The plan is to replace the dusty roads with tree-lined streets and covered walkways that connect newly built government facilities that include offices for the departments of social development and home affairs.
New community facilities are also proposed, including a leisure centre with pool and tennis courts, a library and a theatre.
To stimulate the local economy, there are plans to build light industrial units and an agricultural market, and a new boarding school.

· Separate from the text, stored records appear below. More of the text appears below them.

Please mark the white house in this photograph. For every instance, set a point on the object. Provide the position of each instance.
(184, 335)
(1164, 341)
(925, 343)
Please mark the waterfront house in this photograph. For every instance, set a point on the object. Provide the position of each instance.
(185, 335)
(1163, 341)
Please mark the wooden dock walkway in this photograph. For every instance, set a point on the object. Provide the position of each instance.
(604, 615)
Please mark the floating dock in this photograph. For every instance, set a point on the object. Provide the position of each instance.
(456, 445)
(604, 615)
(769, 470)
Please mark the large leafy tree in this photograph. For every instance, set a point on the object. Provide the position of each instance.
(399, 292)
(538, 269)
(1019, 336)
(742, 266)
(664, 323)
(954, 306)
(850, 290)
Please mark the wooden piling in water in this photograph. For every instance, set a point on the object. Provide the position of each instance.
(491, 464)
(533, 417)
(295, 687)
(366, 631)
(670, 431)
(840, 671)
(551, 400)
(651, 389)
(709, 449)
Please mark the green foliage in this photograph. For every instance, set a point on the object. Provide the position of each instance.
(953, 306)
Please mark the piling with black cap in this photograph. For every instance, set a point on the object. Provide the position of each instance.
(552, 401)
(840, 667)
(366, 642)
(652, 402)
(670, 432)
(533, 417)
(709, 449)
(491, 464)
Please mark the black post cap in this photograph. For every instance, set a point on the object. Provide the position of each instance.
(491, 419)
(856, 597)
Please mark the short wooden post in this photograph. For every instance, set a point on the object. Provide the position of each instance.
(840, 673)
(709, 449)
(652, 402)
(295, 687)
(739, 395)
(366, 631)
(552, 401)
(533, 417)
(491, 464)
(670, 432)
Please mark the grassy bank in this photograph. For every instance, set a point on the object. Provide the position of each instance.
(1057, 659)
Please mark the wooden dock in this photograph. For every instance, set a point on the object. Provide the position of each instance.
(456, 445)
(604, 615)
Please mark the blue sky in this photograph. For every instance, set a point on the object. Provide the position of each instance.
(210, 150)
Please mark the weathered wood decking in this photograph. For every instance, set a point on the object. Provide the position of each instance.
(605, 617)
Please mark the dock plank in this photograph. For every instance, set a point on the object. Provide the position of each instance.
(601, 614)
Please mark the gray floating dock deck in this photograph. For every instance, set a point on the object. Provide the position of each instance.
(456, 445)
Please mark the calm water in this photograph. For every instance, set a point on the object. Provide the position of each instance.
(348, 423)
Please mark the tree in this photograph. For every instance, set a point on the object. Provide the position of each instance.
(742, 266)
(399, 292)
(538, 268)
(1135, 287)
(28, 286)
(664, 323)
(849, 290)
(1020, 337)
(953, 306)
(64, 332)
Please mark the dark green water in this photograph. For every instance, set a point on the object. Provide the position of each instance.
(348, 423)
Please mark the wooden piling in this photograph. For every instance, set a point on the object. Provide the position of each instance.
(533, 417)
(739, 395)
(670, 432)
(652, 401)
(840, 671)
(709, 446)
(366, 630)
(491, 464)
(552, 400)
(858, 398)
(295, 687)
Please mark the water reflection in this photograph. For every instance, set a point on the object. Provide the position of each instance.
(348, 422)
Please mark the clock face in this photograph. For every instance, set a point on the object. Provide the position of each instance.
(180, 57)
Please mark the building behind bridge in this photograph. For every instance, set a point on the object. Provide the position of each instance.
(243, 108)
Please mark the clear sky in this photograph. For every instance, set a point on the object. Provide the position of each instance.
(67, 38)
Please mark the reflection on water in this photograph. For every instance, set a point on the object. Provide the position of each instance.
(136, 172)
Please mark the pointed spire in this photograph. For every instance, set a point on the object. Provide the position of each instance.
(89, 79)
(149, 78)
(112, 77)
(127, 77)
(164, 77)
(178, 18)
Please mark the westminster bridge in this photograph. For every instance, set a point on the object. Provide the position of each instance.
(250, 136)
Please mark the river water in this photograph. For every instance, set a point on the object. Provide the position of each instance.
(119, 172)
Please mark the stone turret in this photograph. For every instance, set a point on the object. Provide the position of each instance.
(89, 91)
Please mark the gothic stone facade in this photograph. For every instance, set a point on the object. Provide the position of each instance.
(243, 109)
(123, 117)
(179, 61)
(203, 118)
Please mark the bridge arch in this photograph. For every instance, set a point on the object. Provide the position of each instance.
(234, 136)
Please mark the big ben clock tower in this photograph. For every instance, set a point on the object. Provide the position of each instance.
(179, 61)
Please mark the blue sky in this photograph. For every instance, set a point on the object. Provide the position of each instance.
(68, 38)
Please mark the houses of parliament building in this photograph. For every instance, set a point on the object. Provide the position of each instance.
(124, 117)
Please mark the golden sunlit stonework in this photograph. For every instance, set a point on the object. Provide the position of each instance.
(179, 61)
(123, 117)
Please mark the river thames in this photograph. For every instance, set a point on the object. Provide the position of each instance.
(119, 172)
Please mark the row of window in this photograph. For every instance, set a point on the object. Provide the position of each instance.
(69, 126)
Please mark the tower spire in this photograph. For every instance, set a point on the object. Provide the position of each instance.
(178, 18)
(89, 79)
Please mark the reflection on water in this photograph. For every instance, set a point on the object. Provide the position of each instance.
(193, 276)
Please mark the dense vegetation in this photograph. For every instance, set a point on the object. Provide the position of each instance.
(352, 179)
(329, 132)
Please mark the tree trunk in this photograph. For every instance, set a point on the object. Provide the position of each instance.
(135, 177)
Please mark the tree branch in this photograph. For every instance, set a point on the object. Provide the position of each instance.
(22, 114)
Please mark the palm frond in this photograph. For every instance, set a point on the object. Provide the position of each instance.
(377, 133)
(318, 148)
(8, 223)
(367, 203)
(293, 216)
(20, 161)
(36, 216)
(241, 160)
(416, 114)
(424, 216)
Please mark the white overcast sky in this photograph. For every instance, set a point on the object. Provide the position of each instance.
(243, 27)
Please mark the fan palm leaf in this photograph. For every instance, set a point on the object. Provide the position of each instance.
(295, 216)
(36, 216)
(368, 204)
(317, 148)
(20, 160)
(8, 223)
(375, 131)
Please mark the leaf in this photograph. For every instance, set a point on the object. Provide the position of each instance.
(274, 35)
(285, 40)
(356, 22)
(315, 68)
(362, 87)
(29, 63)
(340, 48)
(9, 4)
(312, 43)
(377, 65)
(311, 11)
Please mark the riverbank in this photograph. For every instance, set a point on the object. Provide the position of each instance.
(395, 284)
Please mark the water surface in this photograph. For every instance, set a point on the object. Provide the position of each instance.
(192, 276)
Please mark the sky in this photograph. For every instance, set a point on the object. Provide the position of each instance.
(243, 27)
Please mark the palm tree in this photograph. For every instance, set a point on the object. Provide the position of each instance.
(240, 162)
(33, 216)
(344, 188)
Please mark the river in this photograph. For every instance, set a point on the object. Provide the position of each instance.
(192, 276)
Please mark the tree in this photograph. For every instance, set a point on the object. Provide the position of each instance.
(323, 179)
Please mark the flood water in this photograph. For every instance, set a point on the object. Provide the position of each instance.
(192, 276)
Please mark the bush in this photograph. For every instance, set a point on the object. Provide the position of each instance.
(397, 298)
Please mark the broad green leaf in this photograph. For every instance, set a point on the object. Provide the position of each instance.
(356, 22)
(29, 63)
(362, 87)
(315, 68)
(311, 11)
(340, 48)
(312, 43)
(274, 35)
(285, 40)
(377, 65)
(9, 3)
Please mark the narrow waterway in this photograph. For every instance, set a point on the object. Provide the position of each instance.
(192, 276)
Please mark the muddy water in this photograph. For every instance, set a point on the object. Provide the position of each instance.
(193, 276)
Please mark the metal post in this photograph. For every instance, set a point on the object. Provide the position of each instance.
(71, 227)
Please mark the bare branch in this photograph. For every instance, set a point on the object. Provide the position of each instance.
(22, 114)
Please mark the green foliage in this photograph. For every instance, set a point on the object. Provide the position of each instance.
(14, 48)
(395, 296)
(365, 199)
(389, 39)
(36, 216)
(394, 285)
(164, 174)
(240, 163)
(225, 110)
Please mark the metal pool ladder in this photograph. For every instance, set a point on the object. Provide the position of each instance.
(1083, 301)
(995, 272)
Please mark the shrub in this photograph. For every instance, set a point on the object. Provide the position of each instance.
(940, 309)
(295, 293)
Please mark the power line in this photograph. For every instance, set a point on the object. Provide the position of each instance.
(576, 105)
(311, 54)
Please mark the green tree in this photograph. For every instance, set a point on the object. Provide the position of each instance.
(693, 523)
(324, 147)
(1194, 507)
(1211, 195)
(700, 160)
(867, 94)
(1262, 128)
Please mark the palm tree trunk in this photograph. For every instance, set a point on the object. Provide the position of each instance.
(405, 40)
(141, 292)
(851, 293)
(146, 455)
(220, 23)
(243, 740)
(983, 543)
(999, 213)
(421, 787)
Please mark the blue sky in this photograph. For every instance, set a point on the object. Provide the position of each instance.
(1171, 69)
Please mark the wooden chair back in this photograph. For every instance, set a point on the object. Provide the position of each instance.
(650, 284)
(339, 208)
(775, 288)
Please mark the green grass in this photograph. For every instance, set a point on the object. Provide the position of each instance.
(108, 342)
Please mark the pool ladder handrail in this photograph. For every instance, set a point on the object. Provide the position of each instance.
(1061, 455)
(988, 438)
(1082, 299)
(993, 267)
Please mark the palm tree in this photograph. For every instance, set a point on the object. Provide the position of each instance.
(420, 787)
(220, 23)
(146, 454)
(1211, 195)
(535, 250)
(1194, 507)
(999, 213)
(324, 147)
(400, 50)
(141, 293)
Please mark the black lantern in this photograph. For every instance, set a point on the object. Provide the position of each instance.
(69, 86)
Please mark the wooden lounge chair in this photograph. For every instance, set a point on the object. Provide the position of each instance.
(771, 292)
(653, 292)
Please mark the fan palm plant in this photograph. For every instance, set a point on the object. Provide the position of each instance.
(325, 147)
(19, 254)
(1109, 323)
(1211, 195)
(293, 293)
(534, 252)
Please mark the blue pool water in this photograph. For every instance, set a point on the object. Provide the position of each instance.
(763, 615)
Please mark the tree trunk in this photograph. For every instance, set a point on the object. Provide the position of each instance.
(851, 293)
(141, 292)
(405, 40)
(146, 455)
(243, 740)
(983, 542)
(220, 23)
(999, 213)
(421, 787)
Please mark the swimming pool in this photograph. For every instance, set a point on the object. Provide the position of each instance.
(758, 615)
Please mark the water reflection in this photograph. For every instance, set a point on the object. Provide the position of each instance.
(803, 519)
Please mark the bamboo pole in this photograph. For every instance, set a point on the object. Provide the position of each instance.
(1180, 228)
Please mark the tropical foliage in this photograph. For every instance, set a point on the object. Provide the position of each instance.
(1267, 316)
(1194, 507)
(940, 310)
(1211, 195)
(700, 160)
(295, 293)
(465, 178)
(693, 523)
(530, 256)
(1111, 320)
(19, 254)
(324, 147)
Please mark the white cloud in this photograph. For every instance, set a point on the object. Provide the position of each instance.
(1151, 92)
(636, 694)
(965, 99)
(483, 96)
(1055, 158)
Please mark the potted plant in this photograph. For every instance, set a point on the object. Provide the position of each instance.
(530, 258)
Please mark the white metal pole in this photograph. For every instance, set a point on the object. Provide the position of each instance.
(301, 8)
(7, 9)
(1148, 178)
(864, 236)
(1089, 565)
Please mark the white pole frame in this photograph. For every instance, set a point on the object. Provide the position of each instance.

A wind farm is also proposed, reducing reliance on South Africa’s hard-pressed electricity power grid.
Zuma’s spokesman Mac Maharaj has responded to criticism of the project, calling it reckless and not factual. “Rural development is one of the priorities of the government and is not restricted to one area,” he told the Mail Guardian last week.
But the president’s defence against the accusations made by his detractors isn’t helped by the fact he chairs the Masibambisane Rural Development Initiative, the body said to be the project’s main facilitator.
His close connection to the Masibambisane initiative prompted the main opposition Democratic Alliance’s parliamentary leader Lindiwe Mazibuko to call for the ANC to justify the Zumaville project given that unemployment and poverty remains high right across KwaZulu-Natal.
“How can Zuma explain spending so much money on a single project while many people across the province find themselves without even the most basic services,” Mazibuko asked.
The Democratic Alliance’s first black parliamentary leader also said this week she would ask parliament to investigate the allocation of €100 million of taxpayers’ money to the project as well as submit written questions to the president about the amounts being spent in Nkandla.
“This is cronyism and nepotism of the worst kind,” she said. “While the Democratic Alliance supports all efforts to support rural development, it must be done in an open, equitable way, with public money spent wisely.”
Afrikaner lobby group AfriForum has also waded in, asking the public protector to investigate the decision to build Zumaville and whether it amounted to Zuma’s home region getting preferential treatment.